General Considerations
General Anatomy and Parts
The pituitary gland is a small organ that sits underneath the base of the brain and immediately above the back of the nose (on top and behind of one of the nasal sinuses called the sphenoid sinus) in a pocket within the skull called the pituitary fossa or sella turcica (since it reminded early anatomists of a Turkish saddle).
Its location is explained by the fact that the front two thirds of the gland (the anterior lobe) develops in the embryo from the roof of the nose and the back one third (the posterior lobe) from the brain itself, with a small cleft known as Rathke’s cleft in between.
The posterior lobe remains connected to the brain by the pituitary stalk. The gland is surrounded by a rich collection of blood vessels and is bordered on each side by the cavernous sinuses through which run the carotid arteries on their way to supply the brain with blood and a variety of nerves that help move the eye and control sensation in the face.
Immediately above the sella in the “suprasellar cistern” the optic nerves run back from the eye to the brain, meeting together in the middle and forming the optic chiasm. There is therefore a log jam of important structures in the immediate vicinity of the pituitary gland that may become involved in various disease processes.

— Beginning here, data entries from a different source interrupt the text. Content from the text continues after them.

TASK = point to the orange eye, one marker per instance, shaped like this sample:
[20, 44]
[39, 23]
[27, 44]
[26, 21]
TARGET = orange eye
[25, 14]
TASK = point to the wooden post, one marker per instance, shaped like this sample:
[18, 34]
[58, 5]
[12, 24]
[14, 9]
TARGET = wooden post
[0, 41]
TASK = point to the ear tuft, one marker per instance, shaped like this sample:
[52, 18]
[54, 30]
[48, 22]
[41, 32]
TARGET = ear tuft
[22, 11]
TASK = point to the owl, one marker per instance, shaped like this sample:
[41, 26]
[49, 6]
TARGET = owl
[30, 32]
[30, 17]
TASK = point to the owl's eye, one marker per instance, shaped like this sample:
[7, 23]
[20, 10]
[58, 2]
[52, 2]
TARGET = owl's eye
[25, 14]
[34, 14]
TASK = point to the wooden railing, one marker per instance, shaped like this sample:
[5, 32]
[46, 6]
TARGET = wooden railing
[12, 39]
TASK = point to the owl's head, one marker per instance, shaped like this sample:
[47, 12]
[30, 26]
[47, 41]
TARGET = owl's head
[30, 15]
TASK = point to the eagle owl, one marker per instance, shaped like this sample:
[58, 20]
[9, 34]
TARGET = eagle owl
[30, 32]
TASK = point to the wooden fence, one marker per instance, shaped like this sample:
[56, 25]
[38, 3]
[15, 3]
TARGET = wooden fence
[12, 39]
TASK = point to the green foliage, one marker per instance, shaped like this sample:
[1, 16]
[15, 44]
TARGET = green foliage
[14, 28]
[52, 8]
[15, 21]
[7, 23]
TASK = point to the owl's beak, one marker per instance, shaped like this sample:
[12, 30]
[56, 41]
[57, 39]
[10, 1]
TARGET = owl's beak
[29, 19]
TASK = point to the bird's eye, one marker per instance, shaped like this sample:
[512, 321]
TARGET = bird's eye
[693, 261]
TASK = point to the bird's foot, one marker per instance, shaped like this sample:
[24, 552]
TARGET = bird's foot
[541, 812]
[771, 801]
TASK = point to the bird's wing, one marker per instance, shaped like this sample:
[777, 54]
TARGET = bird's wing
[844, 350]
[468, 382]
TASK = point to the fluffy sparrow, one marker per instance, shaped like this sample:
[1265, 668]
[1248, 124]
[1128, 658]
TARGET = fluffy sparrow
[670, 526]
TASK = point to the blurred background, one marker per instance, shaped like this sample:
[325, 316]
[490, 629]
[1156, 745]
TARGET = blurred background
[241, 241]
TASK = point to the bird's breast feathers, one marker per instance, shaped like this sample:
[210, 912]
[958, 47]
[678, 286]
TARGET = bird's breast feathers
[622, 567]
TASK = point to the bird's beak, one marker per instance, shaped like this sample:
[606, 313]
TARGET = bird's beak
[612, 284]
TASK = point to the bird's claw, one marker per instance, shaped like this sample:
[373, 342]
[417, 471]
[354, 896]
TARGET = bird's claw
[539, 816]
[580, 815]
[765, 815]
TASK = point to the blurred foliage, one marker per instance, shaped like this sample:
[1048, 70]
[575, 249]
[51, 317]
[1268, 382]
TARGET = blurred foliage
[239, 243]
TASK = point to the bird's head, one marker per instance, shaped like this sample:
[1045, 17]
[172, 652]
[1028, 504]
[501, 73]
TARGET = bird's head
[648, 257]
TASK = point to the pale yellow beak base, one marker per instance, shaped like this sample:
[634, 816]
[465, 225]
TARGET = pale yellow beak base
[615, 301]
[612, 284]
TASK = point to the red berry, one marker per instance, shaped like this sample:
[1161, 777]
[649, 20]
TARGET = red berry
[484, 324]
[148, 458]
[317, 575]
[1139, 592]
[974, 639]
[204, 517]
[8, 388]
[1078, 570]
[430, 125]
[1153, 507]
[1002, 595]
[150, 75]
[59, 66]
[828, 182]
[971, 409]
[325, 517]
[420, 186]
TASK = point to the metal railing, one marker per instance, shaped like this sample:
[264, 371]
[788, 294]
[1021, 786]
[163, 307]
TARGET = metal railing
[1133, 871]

Dr Brennan is highly trained and experienced in the surgical treatment of conditions of the brain including brain tumours and pituitary tumours.
Rathke’s Cleft Cyst
The normal space between the anterior and posterior lobes of the pituitary is referred to as Rathke’s cleft and is a leftover of the extension from the mouth and nose in the embryo forming the anterior pituitary known as Rathke’s pouch. In some situations the cells which line this space may secrete fluid leading to the formation of a cyst, either in the cleft itself or elsewhere if some of these leftover cells are “trapped” as the gland develops. Although these cysts may not change at all over time, in other cases the cysts may gradually expand as more and more fluid is secreted by these cells. In this way, although the lesions are not in fact true tumours, the increase in size of the cyst may lead to problems of mass effect as described above for pituitary tumours. In this setting surgery may be needed to drain the fluid and debride the cyst wall.
Craniopharyngioma
Like Rathke’s cleft cysts these lesions are not true tumours but may behave as such due to their tendency to gradually get larger and compress and insinuate themselves around the structures in the suprasellar cistern and base of the brain. They are thought to arrive from cells that started as part of Rathke’s pouch but undergo partial changes into a more aggressively growing cyst. They can occur in many locations in or around the pituitary, as well as higher up towards the brain and even within the fluid compartments of the brain itself. They occur more commonly in children in the first decade of life although a different subtype can occur in adults most commonly in the fifth decade. They often require combinations of treatment such as surgery, medications, and sometimes radiotherapy.
Rarer lesions
- Other primary tumours such as granular cell tumour and the very rare malignant pituitary carcinoma.
- Meningioma (arising off the lining of the sella),
- Other cysts such as arachnoid cysts and so called “inclusion cysts” such as dermoid and epidermoid cysts
- Metastases (e.g. from breast cancer or lung cancer)
- Germ cell tumours (particularly germinomas in children)
- Infections (pituitary abscess)
- Medical conditions with inflammation (such as lymphocytic hypophysitis, sarcoidosis, etc).
Workup and Investigations
The optimal management of pituitary lesions more often than not requires a team approach between a number of different medical specialists, both before, during, and after treatment.
A careful and thorough assessment is needed to determine what might be going on and help decide on the best treatment options. Most patients can expect to need to have an MRI scan as the key radiological test to sort out the anatomy involved, often supplemented by CT scan particularly if surgery may be needed. Visual function can be assessed by physical examination including the visual fields, visual acuity, and by looking into the back of the eye with an ophthalmoscope. Often, this is supported by review by an ophthalmologist (a doctor specialising in diseases of the eye). The function of the pituitary gland can be checked with a variety of blood tests most often with the help of an endocrinologist (a doctor specialising in diseases of hormones and metabolism). In more complex cases additional hormone assessment may be needed from urine collections and on some occasions inpatient tests done in hospital to challenge the pituitary and measure its responses (sometimes via a type of angiogram referred to as petrosal venous sinus sampling). Not all of these tests will be required in every case and each patient needs an approach tailored to their on individual issues.